Bu kişilerin anlamlandırması gereken daha köklü meselelerin olduğuna işarettir. Bir insanın kendisi ile ilişkisi nasılsa başkasıyla da öyledir.  Kişi kendine zaman ayırmıyor, kendi istek ve ihtiyaçlarını bilmiyorsa bir başkasıyla olan ilişkisinde de yeteri kadar bağ kuramaz. Bu bağ kuramama hali kişinin geçmişte yaşamadığı veya yeteri kadar görmediği bir ilişki tarzı olabilir. İnsanoğlu doğduğunda önce ebeveynleri ile fiziksel bağ kurar. Yaş ilerledikçe fiziksel bağın yoğunluğu duygusal bağa dönüşür. Ebeveynlerimizin gösterdiği ilginin kıvamı oldukça önemlidir. Ebeveyn sürekli olarak ilgisiyle çocuğa nefes aldırmadığı durumlarda çocuk ilişkinin aşırı ilgi ile ayakta kalacağını düşünebilir. Prens veya prenses olarak büyütülen çocuklar yetişkinlik döneminde böyle olmadığını gördüklerinde ilişkilerden tatmin olmazlar ve derin bir yalnızlık hissedebilirler.
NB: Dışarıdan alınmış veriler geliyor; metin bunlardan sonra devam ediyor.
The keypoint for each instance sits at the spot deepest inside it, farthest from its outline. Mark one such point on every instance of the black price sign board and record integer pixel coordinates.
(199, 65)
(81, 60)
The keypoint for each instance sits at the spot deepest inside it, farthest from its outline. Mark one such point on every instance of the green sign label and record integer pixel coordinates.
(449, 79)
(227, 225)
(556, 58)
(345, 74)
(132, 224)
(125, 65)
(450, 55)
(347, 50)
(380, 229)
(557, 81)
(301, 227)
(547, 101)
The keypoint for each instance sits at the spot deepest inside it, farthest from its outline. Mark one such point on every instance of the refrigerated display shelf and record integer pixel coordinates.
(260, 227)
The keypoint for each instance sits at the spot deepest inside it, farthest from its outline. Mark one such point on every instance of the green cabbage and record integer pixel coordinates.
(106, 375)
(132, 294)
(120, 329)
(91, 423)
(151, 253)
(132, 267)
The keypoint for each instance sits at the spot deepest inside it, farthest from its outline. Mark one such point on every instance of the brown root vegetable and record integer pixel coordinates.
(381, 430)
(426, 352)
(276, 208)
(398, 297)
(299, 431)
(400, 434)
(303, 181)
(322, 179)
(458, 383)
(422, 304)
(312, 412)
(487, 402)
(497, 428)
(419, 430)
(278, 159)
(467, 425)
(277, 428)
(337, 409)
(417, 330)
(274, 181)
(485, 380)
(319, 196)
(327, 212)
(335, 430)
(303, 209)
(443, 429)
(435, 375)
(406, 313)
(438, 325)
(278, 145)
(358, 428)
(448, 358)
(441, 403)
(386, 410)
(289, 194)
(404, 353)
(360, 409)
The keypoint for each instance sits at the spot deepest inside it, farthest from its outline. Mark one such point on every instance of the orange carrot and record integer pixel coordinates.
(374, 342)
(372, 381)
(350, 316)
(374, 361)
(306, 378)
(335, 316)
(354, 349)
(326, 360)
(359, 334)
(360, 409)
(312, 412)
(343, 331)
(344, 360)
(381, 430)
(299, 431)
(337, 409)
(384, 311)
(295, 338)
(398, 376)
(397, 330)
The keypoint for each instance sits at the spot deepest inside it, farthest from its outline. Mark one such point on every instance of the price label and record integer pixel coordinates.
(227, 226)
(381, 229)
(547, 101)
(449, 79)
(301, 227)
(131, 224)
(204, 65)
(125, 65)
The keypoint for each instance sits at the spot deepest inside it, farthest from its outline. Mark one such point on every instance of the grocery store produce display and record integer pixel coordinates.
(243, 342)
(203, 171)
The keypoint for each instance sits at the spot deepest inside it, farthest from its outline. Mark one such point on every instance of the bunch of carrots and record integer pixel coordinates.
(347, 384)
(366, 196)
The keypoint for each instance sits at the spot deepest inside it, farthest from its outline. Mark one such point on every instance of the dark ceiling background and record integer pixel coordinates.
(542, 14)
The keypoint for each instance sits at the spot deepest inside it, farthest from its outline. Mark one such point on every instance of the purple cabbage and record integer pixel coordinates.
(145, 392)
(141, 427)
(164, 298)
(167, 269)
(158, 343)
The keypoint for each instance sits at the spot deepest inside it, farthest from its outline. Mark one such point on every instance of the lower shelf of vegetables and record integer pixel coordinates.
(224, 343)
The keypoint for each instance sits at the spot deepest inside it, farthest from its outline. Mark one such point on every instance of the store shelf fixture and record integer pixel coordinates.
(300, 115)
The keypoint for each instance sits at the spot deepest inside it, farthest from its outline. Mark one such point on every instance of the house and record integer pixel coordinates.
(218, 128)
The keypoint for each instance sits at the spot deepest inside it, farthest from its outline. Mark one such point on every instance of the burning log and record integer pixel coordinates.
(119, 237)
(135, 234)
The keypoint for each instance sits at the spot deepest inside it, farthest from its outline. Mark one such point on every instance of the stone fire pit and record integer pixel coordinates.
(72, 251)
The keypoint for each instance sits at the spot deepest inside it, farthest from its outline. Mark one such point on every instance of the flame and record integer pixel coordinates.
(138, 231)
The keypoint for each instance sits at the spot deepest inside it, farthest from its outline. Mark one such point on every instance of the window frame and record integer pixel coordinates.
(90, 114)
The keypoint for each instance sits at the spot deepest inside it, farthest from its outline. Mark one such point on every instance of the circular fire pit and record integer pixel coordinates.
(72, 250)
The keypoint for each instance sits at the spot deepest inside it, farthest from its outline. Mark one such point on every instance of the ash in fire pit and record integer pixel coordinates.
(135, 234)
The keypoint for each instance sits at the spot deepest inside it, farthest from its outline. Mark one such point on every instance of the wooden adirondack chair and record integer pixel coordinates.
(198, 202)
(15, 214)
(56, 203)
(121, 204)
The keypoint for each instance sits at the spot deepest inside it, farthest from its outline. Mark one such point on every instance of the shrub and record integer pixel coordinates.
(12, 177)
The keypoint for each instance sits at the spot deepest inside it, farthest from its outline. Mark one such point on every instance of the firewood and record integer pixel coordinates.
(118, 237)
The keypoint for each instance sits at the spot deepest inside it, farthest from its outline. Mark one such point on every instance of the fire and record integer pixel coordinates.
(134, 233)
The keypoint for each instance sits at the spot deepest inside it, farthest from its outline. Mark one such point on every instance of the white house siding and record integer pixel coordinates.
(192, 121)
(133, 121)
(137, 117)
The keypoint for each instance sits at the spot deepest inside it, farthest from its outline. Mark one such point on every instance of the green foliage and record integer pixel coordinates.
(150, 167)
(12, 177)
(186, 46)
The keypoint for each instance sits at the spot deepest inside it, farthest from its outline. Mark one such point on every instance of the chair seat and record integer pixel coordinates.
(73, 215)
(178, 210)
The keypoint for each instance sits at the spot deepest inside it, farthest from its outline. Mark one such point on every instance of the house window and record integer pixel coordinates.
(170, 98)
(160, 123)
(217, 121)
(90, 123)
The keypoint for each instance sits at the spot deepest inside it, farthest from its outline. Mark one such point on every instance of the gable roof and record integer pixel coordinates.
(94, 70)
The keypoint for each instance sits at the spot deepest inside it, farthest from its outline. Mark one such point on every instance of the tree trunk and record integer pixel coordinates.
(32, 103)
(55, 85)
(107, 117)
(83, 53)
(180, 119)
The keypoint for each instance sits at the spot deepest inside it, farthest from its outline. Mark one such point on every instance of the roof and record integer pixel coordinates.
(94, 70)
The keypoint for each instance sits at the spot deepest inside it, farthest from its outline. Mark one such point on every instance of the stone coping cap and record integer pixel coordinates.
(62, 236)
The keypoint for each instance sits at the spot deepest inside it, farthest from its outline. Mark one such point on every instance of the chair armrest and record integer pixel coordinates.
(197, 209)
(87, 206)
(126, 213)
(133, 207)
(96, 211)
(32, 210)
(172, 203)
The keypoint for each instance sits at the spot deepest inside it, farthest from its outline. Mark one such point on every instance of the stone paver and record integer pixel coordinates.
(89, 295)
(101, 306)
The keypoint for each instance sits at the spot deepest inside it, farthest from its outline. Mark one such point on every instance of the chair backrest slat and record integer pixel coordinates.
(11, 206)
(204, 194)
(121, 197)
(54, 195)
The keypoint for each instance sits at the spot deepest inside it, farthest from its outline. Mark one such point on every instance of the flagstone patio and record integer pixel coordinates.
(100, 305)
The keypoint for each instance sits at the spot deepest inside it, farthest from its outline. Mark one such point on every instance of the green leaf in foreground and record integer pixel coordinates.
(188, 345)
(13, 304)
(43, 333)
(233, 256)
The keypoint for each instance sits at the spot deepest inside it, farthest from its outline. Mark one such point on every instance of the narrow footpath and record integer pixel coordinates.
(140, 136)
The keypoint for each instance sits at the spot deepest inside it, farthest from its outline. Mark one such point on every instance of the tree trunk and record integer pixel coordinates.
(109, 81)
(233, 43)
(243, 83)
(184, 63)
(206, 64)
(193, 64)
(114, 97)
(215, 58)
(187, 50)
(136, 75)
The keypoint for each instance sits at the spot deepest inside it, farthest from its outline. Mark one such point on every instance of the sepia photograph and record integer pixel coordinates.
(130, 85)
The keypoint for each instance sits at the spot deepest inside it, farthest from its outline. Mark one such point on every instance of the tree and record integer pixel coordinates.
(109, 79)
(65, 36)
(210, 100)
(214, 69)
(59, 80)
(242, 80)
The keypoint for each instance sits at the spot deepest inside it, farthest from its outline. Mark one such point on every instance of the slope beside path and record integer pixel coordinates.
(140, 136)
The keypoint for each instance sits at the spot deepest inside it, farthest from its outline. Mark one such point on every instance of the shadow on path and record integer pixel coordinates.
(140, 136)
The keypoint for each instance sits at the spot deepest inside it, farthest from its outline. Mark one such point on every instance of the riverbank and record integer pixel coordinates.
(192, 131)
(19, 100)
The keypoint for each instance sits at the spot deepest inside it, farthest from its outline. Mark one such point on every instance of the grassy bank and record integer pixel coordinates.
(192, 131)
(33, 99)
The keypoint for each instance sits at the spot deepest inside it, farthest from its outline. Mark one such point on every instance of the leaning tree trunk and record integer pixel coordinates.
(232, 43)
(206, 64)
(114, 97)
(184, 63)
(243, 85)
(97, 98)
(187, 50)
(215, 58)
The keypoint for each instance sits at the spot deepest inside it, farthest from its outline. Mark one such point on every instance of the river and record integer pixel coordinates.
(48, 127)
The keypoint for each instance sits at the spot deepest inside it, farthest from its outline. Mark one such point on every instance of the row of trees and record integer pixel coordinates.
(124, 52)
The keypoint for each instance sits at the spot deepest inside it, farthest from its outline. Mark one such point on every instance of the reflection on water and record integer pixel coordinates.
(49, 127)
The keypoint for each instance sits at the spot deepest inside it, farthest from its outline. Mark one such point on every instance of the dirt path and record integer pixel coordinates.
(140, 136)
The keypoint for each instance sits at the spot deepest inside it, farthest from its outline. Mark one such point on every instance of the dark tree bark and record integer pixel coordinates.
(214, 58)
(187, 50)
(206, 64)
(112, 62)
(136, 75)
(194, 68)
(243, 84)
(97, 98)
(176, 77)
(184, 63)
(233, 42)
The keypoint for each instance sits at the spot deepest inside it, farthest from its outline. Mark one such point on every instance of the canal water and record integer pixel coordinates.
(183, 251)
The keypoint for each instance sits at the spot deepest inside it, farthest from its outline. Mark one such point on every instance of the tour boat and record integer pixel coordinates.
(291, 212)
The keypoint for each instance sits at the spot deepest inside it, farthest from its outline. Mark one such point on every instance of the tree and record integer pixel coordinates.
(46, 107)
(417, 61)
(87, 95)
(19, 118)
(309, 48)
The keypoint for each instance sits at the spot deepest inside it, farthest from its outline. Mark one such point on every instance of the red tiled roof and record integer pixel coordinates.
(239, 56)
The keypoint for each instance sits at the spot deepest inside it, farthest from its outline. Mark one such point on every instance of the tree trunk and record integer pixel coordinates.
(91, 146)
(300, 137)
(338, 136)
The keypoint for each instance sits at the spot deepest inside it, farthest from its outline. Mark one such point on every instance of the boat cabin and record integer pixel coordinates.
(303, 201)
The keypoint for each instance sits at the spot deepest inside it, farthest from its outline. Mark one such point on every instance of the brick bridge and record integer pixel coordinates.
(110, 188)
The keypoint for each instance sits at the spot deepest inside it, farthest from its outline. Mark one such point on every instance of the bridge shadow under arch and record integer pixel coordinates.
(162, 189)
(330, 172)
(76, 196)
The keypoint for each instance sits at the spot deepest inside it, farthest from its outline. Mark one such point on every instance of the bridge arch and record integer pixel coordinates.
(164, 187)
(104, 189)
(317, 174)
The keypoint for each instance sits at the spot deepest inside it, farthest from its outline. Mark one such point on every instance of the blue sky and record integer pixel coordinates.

Ya da duygu ve düşüncelerine önem verilmemiş, dinlenmemiş, yaş özelliklerine göre oyunla veya sohbetle bağ kurulmamış çocuk ilginin ne olduğunu öğrenmemiş olabilir. Kendine değer vermeyen birinin bir başkasını duyup görmesi ve değer vermesi çok mümkün değildir. 

Olgunluk geçmişte göremediğimiz ebeveynliği kendimize verme halidir. Geçmişte alamadığımız ilgi ve sevgiyi kendimize vermenin yollarını bulduğumuz takdirde hayata olan ilgimiz artar bu da ilişkilerimize yansır. Duygu, düşünce ve beden boyutunda ne hissettiğimizi kendimize sorarak tanımlayabilirsek kendimizi anlar, anladığımız boyutta ilişkilerimizi anlamaya başlarız. Anlamaya çalışmak duyarsızlaşmanın azaldığının göstergesidir. Kişiler bu şekilde birbiri ile bağ kurarak sağlıklı bir bütün oluşturabilirler. Ayrıca unutmamak gerekir ki hayat paradokslardan ibarettir. Çok istediğimiz şeyin bizden uzaklaşması, en iyisini yapayım derken hiçbir şey yapamama hali, en ilgili olayım derken sürekli yargılanıp ilgisiz kalmak gibi.  İlişkilerde baştaki ilginin zamanla kaybolması sebeplerinden biri de budur. Bu nedenle en iyi ilişki veye tartışmasız ilişki diye bir şey her zaman sağlıklı olmayabilir. 

Psikolojik Danışman Ekrem Çağrı Öztürk ,'' Her ilişkinin başlangıç aşamaları heyecanlıdır.  İlişkinin başlangıcı kişiler için belirleyici bir referans olmaktan çıktığı durumlarda yavaşlarız. Yavaşlamak kişilerin birbirlerini anlaması için güzel bir fırsattır. Kişilerin ortaklıklarını, atfettiği anlamları, istek ve beklentilerini anlayarak ilişkiyi başlatmak sağlam temellerin atılmasına yardımcı olur.'' dedi.